Myoglobin and Mitochondria: How Does The “ Oxygen Store ” Work?

Galina B Postnikova* and Ekaterina A Shekhovtsova
Institute of Cell Biophysics, Russian Academy of Sciences, Moscow Region, Russia
Corresponding Author : Galina B Postnikova
Institute of Cell Biophysics
Russian Academy of Sciences, Moscow Region, Russia
Fax: (496) 733-0509
E-mail: [email protected]
Received July 03, 2013; Accepted August 27, 2013; Published August 29, 2013
Citation: Postnikova GB, Shekhovtsova EA (2013) Myoglobin and Mitochondria: How Does The “Oxygen Store” Work? J Phys Chem Biophys 3:126. doi:10.4172/2161-0398.1000126
Copyright: © 2013 Postnikova GB, et al.

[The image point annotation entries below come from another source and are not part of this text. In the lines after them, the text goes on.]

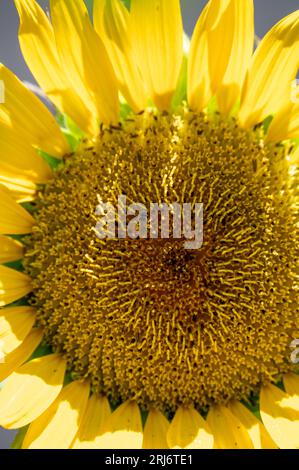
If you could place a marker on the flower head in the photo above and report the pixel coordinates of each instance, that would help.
(141, 342)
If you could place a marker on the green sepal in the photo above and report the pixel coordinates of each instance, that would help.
(180, 94)
(42, 350)
(70, 130)
(127, 4)
(267, 122)
(18, 440)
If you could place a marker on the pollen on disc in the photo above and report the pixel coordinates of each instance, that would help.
(148, 319)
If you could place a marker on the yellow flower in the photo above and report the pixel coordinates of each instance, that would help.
(112, 331)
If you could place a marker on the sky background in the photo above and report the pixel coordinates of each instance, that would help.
(267, 13)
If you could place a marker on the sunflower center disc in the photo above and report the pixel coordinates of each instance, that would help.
(148, 319)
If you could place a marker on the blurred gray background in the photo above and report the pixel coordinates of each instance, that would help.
(267, 12)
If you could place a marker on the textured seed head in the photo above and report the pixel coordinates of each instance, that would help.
(148, 319)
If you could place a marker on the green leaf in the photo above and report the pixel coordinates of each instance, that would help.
(18, 440)
(127, 4)
(267, 122)
(42, 350)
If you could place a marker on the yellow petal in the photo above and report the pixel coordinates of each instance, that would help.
(228, 431)
(273, 68)
(123, 430)
(10, 250)
(13, 218)
(13, 285)
(39, 50)
(30, 119)
(57, 426)
(15, 325)
(240, 53)
(280, 415)
(21, 189)
(291, 383)
(112, 23)
(285, 124)
(210, 51)
(254, 427)
(188, 430)
(85, 58)
(17, 357)
(19, 158)
(155, 431)
(30, 390)
(157, 34)
(93, 423)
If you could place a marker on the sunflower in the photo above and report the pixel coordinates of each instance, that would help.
(131, 343)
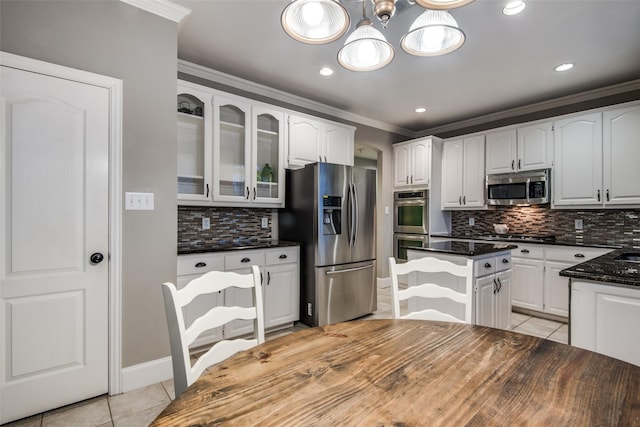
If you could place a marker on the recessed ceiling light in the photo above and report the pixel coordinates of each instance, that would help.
(564, 67)
(514, 7)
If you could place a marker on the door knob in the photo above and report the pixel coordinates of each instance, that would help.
(96, 258)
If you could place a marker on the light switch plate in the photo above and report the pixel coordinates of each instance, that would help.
(138, 201)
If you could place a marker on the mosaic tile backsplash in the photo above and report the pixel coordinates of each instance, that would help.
(611, 226)
(228, 225)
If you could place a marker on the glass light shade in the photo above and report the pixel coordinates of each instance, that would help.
(366, 49)
(442, 4)
(315, 21)
(433, 33)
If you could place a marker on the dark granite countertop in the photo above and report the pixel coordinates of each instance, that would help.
(560, 242)
(607, 269)
(468, 249)
(236, 246)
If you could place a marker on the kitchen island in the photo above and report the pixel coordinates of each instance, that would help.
(491, 276)
(605, 305)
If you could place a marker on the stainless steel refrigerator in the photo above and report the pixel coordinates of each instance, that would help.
(330, 209)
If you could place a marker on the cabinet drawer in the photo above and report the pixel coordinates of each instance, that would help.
(282, 256)
(574, 255)
(482, 267)
(528, 251)
(503, 262)
(199, 263)
(243, 260)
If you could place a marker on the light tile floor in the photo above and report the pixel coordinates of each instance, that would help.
(140, 407)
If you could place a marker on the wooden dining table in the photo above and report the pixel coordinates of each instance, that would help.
(411, 373)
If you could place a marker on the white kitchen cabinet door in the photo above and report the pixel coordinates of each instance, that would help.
(502, 319)
(535, 147)
(501, 152)
(556, 288)
(621, 143)
(485, 301)
(473, 172)
(452, 177)
(527, 283)
(338, 144)
(577, 177)
(304, 140)
(281, 297)
(401, 165)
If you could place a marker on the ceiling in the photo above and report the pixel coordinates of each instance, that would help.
(507, 62)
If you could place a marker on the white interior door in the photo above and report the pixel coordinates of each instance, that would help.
(54, 216)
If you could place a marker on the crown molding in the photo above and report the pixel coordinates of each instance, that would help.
(537, 107)
(258, 89)
(163, 8)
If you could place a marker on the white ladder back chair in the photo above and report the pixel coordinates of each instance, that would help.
(181, 337)
(425, 270)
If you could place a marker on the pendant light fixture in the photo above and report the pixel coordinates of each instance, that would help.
(366, 49)
(442, 4)
(433, 33)
(315, 21)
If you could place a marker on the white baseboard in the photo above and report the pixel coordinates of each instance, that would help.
(148, 373)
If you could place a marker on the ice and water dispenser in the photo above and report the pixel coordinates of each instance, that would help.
(331, 215)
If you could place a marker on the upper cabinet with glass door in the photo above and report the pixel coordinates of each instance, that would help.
(194, 119)
(247, 153)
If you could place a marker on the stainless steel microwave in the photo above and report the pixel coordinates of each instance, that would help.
(524, 188)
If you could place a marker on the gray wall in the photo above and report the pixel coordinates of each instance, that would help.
(118, 40)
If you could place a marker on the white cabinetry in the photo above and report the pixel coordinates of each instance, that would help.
(279, 268)
(604, 319)
(596, 159)
(230, 149)
(412, 164)
(621, 152)
(520, 149)
(577, 177)
(463, 173)
(493, 291)
(536, 285)
(315, 140)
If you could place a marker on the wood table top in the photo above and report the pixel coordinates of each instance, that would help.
(411, 373)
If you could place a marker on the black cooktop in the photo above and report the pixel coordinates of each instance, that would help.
(540, 238)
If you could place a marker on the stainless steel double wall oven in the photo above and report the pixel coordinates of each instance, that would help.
(410, 221)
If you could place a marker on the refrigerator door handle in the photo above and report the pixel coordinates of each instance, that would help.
(356, 214)
(348, 270)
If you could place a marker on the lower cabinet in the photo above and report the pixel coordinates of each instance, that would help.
(536, 285)
(493, 293)
(280, 271)
(604, 319)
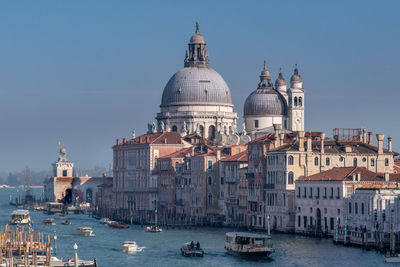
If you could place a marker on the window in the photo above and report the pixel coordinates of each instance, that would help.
(328, 162)
(210, 164)
(290, 160)
(291, 178)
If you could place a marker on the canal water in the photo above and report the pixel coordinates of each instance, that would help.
(163, 249)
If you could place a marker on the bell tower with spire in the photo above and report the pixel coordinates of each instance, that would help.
(196, 55)
(296, 102)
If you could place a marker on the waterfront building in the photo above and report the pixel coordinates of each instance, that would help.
(64, 187)
(320, 198)
(310, 154)
(134, 184)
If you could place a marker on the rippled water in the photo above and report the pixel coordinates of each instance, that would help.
(162, 249)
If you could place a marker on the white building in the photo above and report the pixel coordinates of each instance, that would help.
(320, 198)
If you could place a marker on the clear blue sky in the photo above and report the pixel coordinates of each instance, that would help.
(88, 72)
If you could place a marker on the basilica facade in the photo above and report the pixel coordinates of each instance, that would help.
(197, 100)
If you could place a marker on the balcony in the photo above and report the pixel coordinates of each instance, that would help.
(269, 186)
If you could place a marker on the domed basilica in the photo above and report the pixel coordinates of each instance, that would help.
(197, 100)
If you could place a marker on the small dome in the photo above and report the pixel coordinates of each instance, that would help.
(280, 81)
(264, 102)
(197, 39)
(296, 78)
(192, 85)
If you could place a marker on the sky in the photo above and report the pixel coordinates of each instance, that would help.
(88, 72)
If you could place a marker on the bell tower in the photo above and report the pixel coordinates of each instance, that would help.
(296, 102)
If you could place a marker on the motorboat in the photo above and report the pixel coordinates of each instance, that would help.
(49, 221)
(153, 229)
(393, 258)
(104, 220)
(84, 231)
(20, 217)
(119, 225)
(66, 222)
(59, 215)
(131, 247)
(248, 244)
(192, 249)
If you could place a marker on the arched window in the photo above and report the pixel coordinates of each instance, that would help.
(290, 178)
(210, 200)
(328, 162)
(201, 130)
(211, 132)
(290, 160)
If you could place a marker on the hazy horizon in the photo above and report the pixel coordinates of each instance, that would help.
(88, 72)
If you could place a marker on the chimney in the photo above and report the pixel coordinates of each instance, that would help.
(364, 136)
(370, 138)
(301, 140)
(309, 143)
(277, 128)
(386, 176)
(322, 142)
(380, 137)
(281, 138)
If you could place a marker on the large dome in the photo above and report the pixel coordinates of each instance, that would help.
(196, 86)
(265, 102)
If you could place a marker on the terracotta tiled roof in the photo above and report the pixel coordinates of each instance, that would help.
(240, 157)
(346, 174)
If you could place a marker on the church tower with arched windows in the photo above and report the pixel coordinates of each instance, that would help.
(296, 102)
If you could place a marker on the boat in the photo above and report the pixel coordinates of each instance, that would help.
(59, 215)
(153, 229)
(20, 217)
(49, 221)
(66, 222)
(192, 249)
(248, 244)
(84, 231)
(131, 246)
(104, 220)
(119, 225)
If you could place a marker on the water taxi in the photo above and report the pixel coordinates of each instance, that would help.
(119, 225)
(131, 246)
(84, 231)
(191, 249)
(49, 221)
(153, 229)
(20, 217)
(248, 244)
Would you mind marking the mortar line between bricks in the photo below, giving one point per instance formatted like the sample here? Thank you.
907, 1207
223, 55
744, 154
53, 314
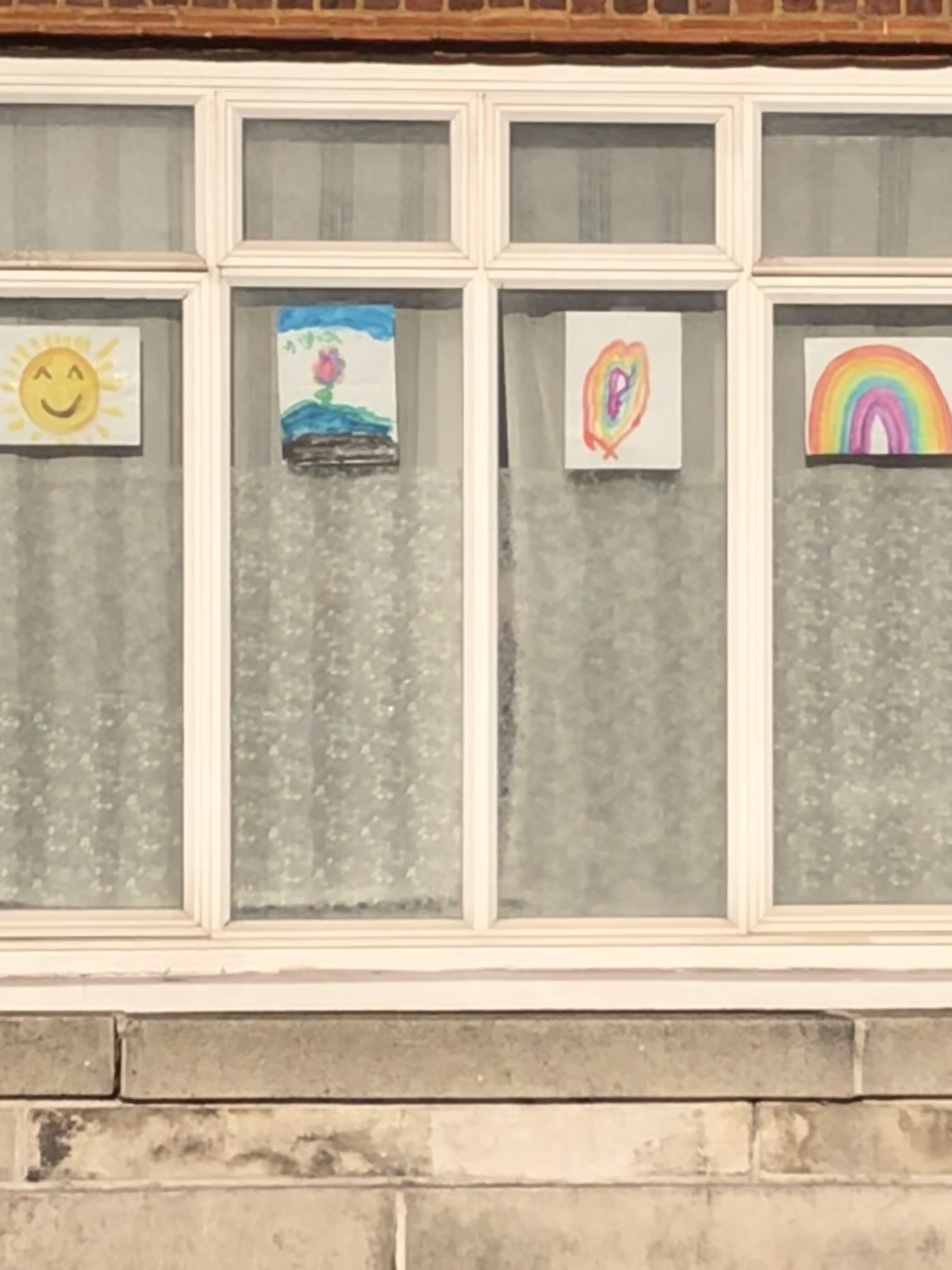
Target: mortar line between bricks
858, 1056
782, 1183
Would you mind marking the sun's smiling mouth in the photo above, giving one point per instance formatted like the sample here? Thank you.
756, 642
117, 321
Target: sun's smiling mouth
61, 415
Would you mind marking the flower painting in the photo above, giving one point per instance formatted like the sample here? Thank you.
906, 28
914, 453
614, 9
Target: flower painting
337, 385
70, 388
622, 392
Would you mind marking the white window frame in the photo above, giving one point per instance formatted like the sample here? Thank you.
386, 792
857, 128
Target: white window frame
758, 956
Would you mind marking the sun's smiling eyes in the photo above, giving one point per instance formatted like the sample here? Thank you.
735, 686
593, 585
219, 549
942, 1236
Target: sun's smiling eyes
73, 374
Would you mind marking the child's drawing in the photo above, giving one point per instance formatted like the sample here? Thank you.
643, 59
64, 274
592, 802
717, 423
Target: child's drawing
70, 386
337, 385
885, 398
622, 383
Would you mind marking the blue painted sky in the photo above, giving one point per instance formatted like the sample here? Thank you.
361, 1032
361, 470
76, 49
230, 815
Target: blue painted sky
374, 321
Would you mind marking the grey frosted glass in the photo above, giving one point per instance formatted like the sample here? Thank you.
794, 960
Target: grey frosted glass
91, 648
346, 181
857, 185
612, 183
612, 641
347, 641
97, 178
862, 651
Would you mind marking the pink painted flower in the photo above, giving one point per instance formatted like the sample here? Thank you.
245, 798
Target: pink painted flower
329, 368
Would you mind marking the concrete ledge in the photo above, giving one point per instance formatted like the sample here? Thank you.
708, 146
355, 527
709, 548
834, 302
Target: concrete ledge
483, 1057
58, 1056
682, 1228
161, 1230
908, 1056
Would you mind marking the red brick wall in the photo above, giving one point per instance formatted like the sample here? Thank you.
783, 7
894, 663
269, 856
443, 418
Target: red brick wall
782, 25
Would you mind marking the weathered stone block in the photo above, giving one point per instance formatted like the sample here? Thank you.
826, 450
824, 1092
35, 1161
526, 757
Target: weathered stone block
908, 1056
856, 1140
682, 1228
478, 1057
56, 1056
485, 1143
181, 1143
291, 1228
589, 1145
8, 1142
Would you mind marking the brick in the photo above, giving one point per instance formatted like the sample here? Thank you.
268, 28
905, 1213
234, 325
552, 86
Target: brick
56, 1056
856, 1140
155, 1230
465, 1057
908, 1056
589, 1145
682, 1227
182, 1145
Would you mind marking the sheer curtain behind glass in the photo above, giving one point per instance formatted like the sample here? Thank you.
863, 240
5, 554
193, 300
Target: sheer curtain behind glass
857, 185
347, 639
91, 648
612, 641
97, 178
347, 181
612, 183
864, 649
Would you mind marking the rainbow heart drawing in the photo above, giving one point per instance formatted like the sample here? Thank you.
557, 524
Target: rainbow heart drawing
615, 397
622, 392
878, 399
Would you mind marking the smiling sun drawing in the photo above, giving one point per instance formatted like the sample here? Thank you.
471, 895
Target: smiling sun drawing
69, 388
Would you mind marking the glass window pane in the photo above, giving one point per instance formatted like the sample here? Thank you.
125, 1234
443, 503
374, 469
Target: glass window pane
347, 181
862, 647
347, 637
97, 178
612, 183
857, 185
91, 628
612, 638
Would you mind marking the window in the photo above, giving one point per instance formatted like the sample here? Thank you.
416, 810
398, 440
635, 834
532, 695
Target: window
485, 709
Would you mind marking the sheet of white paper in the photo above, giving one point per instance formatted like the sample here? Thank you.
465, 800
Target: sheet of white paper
68, 385
622, 392
907, 397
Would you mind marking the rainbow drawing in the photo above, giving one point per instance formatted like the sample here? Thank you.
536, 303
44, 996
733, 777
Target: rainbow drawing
885, 385
615, 397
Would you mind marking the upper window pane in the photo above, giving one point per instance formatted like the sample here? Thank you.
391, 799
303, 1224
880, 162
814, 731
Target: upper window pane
857, 185
344, 181
612, 183
97, 178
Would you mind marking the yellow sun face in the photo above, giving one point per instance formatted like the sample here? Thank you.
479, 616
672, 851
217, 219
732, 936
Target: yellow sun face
60, 384
60, 390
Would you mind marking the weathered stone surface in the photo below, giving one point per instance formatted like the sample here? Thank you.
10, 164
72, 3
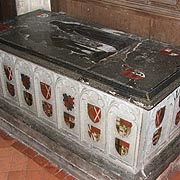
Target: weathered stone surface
136, 68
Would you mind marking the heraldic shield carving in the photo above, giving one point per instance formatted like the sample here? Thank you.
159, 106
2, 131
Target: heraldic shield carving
45, 90
8, 72
68, 102
47, 108
122, 147
11, 89
94, 133
156, 136
177, 120
159, 116
25, 81
123, 127
69, 120
94, 113
28, 98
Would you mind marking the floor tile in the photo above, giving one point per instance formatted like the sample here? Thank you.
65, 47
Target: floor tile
70, 178
40, 160
6, 153
30, 153
174, 176
48, 176
19, 146
19, 164
3, 175
3, 134
4, 143
51, 168
5, 165
61, 174
17, 175
33, 166
34, 175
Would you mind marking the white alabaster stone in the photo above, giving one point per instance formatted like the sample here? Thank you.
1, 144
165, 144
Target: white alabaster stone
124, 122
159, 129
25, 84
67, 98
8, 80
45, 102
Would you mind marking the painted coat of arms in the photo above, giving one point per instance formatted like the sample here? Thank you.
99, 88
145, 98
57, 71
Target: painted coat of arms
69, 120
156, 136
169, 52
68, 102
25, 81
47, 108
8, 72
94, 133
122, 147
159, 116
28, 98
45, 90
177, 120
11, 89
123, 127
94, 113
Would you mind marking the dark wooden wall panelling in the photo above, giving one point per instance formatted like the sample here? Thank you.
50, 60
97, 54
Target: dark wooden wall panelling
154, 19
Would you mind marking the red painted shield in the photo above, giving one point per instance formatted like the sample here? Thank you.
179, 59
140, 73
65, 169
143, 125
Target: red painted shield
133, 74
47, 108
45, 90
11, 89
69, 120
94, 133
94, 113
122, 147
68, 102
169, 52
156, 136
177, 118
28, 98
3, 27
159, 116
8, 72
25, 81
123, 127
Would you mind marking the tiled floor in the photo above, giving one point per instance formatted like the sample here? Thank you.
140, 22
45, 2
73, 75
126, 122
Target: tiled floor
19, 162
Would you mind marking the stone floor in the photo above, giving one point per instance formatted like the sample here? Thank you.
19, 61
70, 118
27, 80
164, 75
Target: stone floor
19, 162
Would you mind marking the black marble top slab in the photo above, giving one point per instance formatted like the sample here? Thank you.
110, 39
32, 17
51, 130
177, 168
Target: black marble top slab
132, 66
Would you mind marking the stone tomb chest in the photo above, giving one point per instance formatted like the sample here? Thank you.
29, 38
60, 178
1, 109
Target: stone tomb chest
112, 97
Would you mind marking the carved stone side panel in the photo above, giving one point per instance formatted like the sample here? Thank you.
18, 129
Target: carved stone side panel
1, 74
93, 118
8, 62
25, 83
175, 122
45, 95
67, 93
158, 127
124, 122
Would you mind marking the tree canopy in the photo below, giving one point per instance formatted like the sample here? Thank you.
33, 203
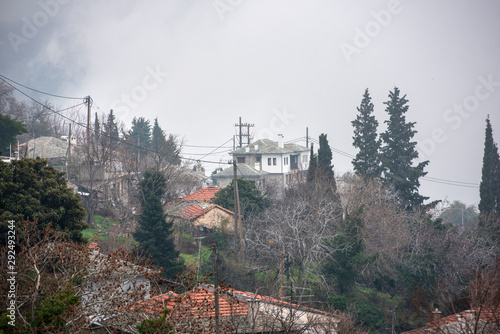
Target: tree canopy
154, 233
367, 162
399, 151
489, 191
251, 200
31, 189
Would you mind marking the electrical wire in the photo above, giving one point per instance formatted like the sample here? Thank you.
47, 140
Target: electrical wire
38, 91
217, 148
104, 135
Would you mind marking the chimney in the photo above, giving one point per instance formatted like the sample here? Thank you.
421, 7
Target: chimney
280, 141
470, 315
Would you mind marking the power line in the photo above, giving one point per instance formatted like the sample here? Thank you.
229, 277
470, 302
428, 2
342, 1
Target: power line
38, 91
105, 135
217, 148
450, 183
46, 106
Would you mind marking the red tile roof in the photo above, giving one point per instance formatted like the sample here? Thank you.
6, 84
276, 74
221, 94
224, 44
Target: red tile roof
195, 210
203, 195
197, 303
191, 211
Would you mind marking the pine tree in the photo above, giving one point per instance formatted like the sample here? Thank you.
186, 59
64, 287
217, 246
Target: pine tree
489, 189
313, 165
164, 150
158, 139
153, 231
399, 151
325, 166
111, 130
367, 162
140, 135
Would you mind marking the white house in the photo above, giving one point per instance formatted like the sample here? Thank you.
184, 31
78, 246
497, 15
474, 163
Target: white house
265, 160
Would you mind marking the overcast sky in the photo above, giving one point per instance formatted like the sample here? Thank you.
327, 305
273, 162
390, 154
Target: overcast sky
282, 65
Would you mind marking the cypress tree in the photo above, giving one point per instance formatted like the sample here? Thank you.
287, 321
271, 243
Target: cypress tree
367, 162
153, 231
489, 190
325, 166
399, 151
313, 165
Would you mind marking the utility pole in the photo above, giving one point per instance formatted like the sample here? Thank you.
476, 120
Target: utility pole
307, 137
242, 132
68, 172
88, 100
236, 211
282, 273
216, 285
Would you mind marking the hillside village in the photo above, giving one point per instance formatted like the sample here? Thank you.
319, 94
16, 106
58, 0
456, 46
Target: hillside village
271, 242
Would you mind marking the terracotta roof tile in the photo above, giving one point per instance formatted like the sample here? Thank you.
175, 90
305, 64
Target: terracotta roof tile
197, 303
191, 211
203, 195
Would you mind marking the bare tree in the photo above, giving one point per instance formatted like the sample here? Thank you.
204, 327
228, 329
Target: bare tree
65, 287
292, 234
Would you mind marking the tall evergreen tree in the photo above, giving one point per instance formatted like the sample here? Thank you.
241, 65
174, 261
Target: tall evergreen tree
140, 135
313, 165
153, 231
489, 189
173, 151
399, 151
367, 162
325, 166
158, 139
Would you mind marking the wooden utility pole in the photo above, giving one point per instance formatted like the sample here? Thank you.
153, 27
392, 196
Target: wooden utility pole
68, 172
282, 274
216, 285
236, 210
307, 137
88, 100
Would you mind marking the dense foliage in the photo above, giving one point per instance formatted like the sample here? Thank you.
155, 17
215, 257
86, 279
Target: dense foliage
30, 189
251, 200
367, 161
398, 153
154, 233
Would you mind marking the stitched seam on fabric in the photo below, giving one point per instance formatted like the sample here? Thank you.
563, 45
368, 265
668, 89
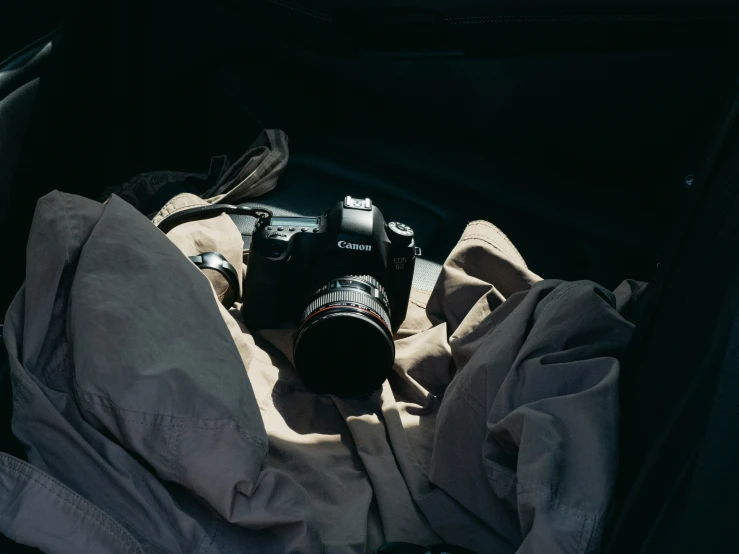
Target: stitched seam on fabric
564, 508
69, 226
418, 303
498, 232
103, 523
118, 413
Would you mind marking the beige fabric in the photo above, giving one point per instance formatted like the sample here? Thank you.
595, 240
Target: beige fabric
384, 469
365, 463
136, 389
216, 234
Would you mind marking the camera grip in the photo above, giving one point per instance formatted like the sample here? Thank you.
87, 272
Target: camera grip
261, 309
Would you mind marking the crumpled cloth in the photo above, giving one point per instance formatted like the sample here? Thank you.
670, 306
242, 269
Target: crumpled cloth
136, 390
255, 173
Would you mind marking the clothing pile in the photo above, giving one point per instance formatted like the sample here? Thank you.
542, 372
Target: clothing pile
153, 420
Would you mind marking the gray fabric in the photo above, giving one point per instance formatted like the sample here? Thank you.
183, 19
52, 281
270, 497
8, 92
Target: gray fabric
31, 499
138, 391
99, 297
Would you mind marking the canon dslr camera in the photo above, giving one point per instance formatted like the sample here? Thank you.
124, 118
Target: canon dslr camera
344, 278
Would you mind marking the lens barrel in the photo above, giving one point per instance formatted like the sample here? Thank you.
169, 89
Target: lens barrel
344, 345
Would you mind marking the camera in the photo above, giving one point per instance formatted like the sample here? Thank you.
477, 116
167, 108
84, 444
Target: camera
344, 280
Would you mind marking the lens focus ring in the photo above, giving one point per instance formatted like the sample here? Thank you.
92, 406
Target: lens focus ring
349, 298
331, 298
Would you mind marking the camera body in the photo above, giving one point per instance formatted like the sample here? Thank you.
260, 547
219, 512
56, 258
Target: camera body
291, 258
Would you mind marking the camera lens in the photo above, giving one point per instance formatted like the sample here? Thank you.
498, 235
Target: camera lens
344, 345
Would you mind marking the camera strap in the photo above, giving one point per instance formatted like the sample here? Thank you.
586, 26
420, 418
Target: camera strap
206, 212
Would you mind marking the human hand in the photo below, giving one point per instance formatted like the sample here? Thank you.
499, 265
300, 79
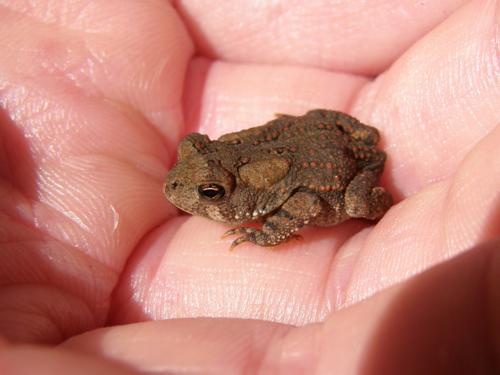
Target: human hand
92, 110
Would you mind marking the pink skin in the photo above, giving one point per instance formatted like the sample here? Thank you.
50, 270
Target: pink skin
94, 97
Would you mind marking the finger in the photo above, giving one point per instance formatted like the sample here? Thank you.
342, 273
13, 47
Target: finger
348, 36
185, 270
446, 320
22, 360
82, 156
223, 97
435, 224
439, 100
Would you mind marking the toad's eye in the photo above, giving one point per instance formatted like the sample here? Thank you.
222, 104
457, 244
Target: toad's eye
211, 192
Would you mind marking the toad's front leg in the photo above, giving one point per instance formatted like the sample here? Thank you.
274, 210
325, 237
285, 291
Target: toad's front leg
279, 227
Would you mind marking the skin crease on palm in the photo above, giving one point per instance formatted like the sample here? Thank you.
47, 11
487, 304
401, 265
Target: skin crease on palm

This is an open-access article distributed under the terms of the Creative Commons Attribution License, which permits unrestricted use, distribution, and reproduction in any medium, provided the original author and source are credited.

Abstract

We have first shown that oxygen release from MbO2 at near-zero O2 concentrations (p02) only proceeds when interacting the protein with respiring mitochondria. If they are separated from MbO2 solution by a semipermeable membrane, no MbO2 deoxygenation occurs. The rates of O2 uptake by mitochondria from solution in the presence of MbO2 (V1) and MbO2 deoxygenation (V2) completely coincide for different mitochondrial preparations, the native, frozen and uncoupled by FCCP, as both V1 and V2 are determined by respiratory activity of mitochondria. However, V1 and V2 reflect different processes, because they are differently affected by the proteins, like lysozyme, competing with MbO2 for binding to mitochondria. It is found that myoglobin non-specifically interacts with phospholipid sites of the outer mitochondrial membrane, while any specific proteins or protein channels for the binding to myoglobin are lacking. The pronounced ionic strength dependence of the binding implies significant contribution of coulombic electrostatics into the formation of myoglobin–mitochondrial complex. As the total charge of myoglobin molecule does not affect the MbO2 and metMb affinity for the mitochondrial membrane, the ionic strength effect must be due to local electrostatic interactions, most probably between oppositely charged groups of phospholipids (the heads) and polar myoglobin residues in the environment of the heme cavity. The shift of the oxy- / deoxy- equilibrium toward ligand free deoxymyoglobin under anaerobic conditions in the presence of mitochondrial and artificial phospholipid membranes indicates that the myoglobin-membrane interaction results in a decreased myoglobin affinity for oxygen (and increased p50), which facilitates O2 detachment from MbO2 at physiological p02 values. Thus, in the presence of respiring mitochondria, at least two kinds of myoglobin molecules should be present in the cell. Some of them are free, with the high affinity for O2, and respectively, low p50, and the others, associated with mitochondria, with lower affinities and higher p50. For effective O2 transfer from cytoplasm, the exchange between these two kinds of MbO2 molecules must be rather fast. The Km values of MbO2 binding to mitochondria (about 104 M-1 at I = 0,15) and the lifetime of the complex (tens ns) correspond well to this demand.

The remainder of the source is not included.